A travers les rangées de potirons, de patates douces et de brocolis, le maraîcher évoque des régulations particulièrement strictes. « Posséder des canards est devenu illégal, reprend Fai Hui. Ils peuvent jouer un rôle essentiel dans une ferme mais à cause de la grippe aviaire, le gouvernement a racheté toutes les productions de volaille et augmenté le prix des licences. Il préfère importer depuis la Chine. Soi-disant pour des problèmes de sécurité alimentaire. Mais le risque est toujours là car les standards chinois sont beaucoup moins élevés que les nôtres. Sauf que maintenant, on ne peut plus rien contrôler de la production»


La ferme bio de Fai Hu


Photo: Alexandre Lefebvre

Photo: Alexandre Lefebvre

Photo: Alexandre Lefebvre

Photo: Alexandre Lefebvre

Photo: Alexandre Lefebvre

Photo: Alexandre Lefebvre

Des tycoons tout-puissants

A Hong Kong, l’espace est limité. Les densités sont fortes et de nombreux espaces ont été conquis sur la mer. Hong Kong vend son mètre carré 21000 euros dans les quartiers les plus chics. Résultats de la spéculation, les maisons-cages abritent autant de déclassés.

Michèle Deneffe
Michèle Deneffe
Consule générale belge à Hong Kong

« A Hong Kong, il y a des intérêts bien établis parce que l’économie est quand même dominée par des cartels, indique Michèle Deneffe, consule générale belge à Hong Kong. Ces cartels sont des grands groupes qui appartiennent aux fameux tycoons (des magnats, NdlR.). Ces gens contrôlent certains secteurs du marché et ont énormément de poids. »

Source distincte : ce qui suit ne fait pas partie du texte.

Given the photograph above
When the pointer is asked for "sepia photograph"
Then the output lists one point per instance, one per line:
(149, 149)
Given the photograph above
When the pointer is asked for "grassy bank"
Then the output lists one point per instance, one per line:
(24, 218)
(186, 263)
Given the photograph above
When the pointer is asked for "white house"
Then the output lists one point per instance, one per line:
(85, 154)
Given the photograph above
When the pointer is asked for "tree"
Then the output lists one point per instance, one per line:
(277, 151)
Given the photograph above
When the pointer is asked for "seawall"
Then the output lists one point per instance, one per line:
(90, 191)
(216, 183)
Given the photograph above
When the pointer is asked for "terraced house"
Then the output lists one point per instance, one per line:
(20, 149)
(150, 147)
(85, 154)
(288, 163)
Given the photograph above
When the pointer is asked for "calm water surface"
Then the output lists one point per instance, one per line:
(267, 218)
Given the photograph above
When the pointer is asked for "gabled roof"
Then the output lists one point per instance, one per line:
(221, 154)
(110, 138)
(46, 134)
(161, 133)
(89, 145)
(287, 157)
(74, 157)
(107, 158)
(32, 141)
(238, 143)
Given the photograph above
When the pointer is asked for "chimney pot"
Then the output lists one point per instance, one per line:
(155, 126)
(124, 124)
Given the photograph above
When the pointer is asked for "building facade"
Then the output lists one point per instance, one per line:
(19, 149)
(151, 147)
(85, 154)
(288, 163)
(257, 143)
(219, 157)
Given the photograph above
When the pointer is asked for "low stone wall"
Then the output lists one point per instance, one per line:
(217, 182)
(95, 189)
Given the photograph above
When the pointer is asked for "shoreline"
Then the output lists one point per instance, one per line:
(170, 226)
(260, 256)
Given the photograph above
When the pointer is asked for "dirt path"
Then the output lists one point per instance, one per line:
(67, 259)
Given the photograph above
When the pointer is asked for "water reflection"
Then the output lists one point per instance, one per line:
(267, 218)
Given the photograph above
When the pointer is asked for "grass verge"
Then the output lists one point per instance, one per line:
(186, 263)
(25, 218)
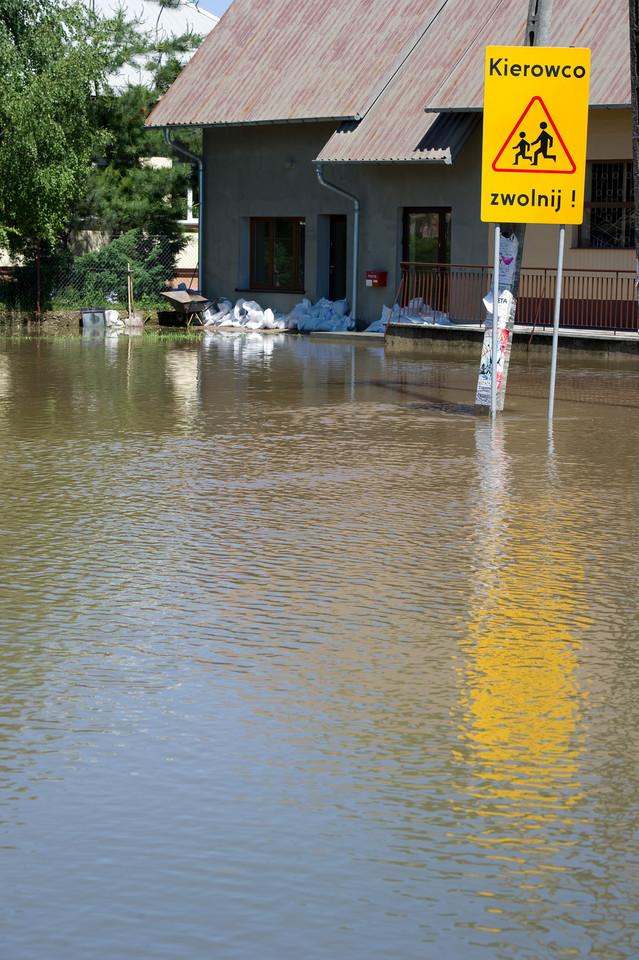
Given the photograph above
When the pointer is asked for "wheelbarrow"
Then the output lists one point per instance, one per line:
(188, 305)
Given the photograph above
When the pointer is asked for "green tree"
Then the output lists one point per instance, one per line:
(53, 58)
(125, 190)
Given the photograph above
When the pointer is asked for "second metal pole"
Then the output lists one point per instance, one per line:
(494, 348)
(555, 329)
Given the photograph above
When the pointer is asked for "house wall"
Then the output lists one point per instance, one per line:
(268, 171)
(609, 138)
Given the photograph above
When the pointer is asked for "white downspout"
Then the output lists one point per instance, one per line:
(200, 227)
(349, 196)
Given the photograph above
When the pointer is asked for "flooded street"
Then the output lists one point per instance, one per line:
(302, 659)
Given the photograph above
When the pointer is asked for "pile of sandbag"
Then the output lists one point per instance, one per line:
(305, 316)
(324, 315)
(245, 313)
(416, 312)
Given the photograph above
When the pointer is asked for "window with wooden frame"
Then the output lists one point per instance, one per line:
(609, 213)
(277, 253)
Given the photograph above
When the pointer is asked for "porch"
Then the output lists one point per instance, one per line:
(595, 300)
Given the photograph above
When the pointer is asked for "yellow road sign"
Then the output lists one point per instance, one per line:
(535, 128)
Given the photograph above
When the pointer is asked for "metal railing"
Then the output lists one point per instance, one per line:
(591, 299)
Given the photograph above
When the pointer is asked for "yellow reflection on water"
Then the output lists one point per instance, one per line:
(520, 732)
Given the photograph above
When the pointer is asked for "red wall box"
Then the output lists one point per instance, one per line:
(376, 278)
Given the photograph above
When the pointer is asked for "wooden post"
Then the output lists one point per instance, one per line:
(634, 92)
(129, 288)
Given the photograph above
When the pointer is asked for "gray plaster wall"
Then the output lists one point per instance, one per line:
(269, 171)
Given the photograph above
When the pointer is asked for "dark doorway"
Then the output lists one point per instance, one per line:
(337, 258)
(426, 235)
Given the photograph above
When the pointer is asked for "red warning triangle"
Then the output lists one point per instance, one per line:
(534, 145)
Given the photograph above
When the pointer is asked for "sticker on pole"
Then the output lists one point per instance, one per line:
(535, 128)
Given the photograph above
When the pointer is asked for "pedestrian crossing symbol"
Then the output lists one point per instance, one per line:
(535, 130)
(534, 145)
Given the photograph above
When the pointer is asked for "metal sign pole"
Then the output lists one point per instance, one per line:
(555, 329)
(494, 350)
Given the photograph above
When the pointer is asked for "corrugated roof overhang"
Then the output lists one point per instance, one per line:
(439, 140)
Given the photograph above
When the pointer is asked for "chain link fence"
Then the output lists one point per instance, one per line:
(99, 278)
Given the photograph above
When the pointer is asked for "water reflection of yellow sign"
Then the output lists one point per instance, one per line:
(522, 696)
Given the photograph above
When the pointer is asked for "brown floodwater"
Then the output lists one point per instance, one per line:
(303, 658)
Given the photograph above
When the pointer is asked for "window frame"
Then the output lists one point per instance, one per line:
(298, 258)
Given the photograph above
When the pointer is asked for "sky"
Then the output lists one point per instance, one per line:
(213, 6)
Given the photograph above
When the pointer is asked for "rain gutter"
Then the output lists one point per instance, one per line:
(200, 165)
(344, 193)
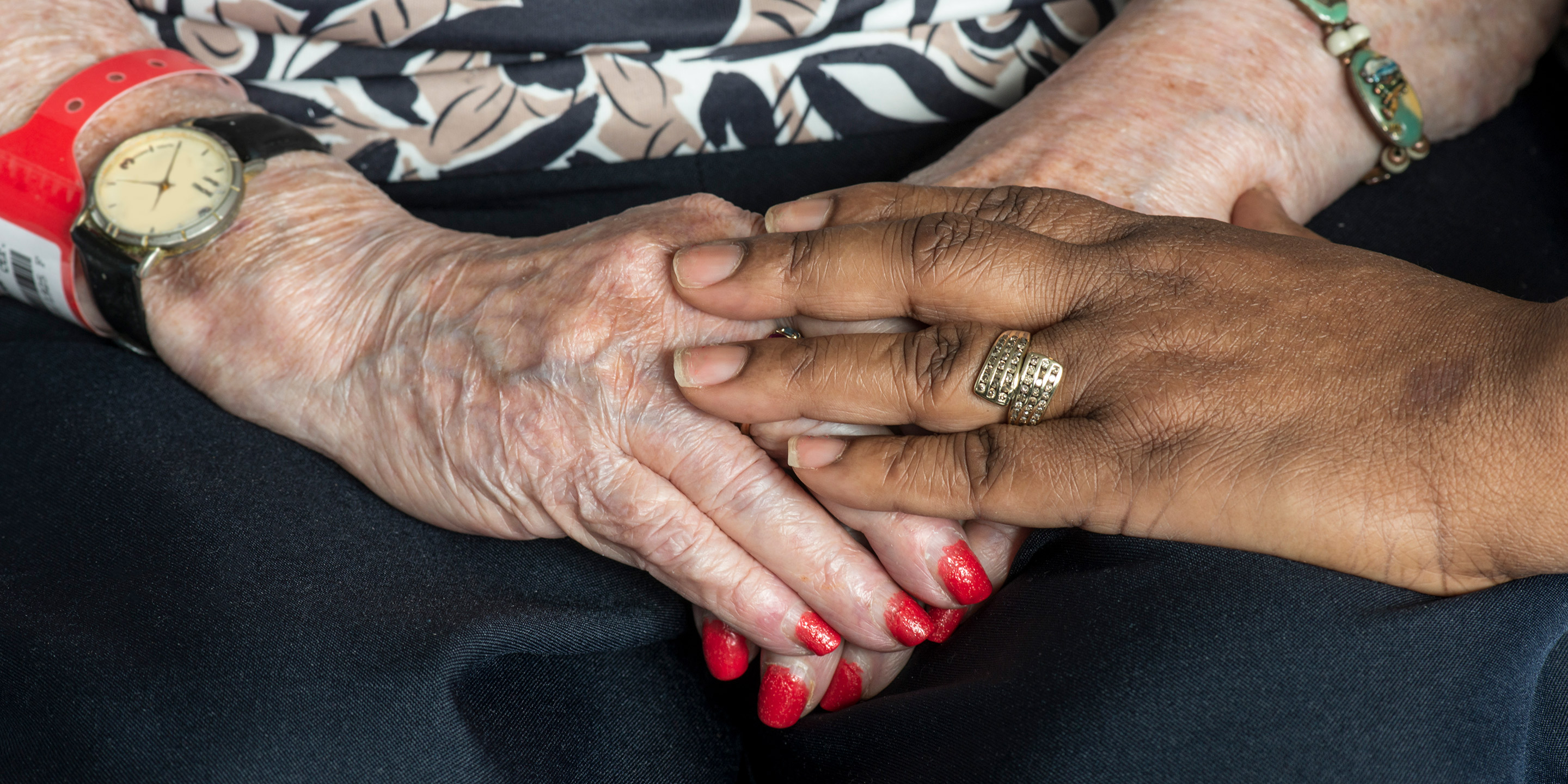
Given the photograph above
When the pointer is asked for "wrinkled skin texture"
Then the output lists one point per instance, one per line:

La Région administrative spéciale (RAS) s’appuie en effet sur une coalition très particulière. La moitié du Parlement est élue au suffrage universel (dans des circonscriptions géographiques) ; l’autre moitié est élue dans des circonscriptions constituées selon les secteurs d’activités (les functionnal constituencies).

« Ces circonscriptions correspondent plus ou moins à des corporations, poursuit la consule. Ce sont des corps de métier qui regroupent des tycoons. A travers le Parlement, ils parviennent à contrôler une partie du système. Hong Kong a l’économie la plus libre au monde pour les échanges internationaux, pour la liberté de commerce avec les pays étrangers. Mais son économie interne ne laisse pas beaucoup de place à la concurrence. C’est un problème. Ces grands groupes sont établis depuis longtemps. Ce sont les héritiers des entreprises britanniques rachetées par des hommes très riches, eux-mêmes souvent originaires de Chine continentale, après la décolonisation. Ce sont les descendants de Chinois qui ont émigrés à Hong Kong pour échapper aux guerres, aux révolutions et qui, progressivement, ont bâti des empires qui dominent l’économie hong kongaise. Et depuis l’ouverture de la Chine, il y a de plus en plus de riches Chinois du continent qui viennent s’établir ici, rachètent des immeubles de bureau, de vie. C’est un phénomène qui se consolide et se renforce. »

Une alliance d’intérêts

A l’exception de la Cathédrale Saint-John, le Gouvernement hong kongais est en effet propriétaire de l’ensemble des terrains de la région. Le leasehold system, lui permet de concéder du territoire tout en conservant la propriété.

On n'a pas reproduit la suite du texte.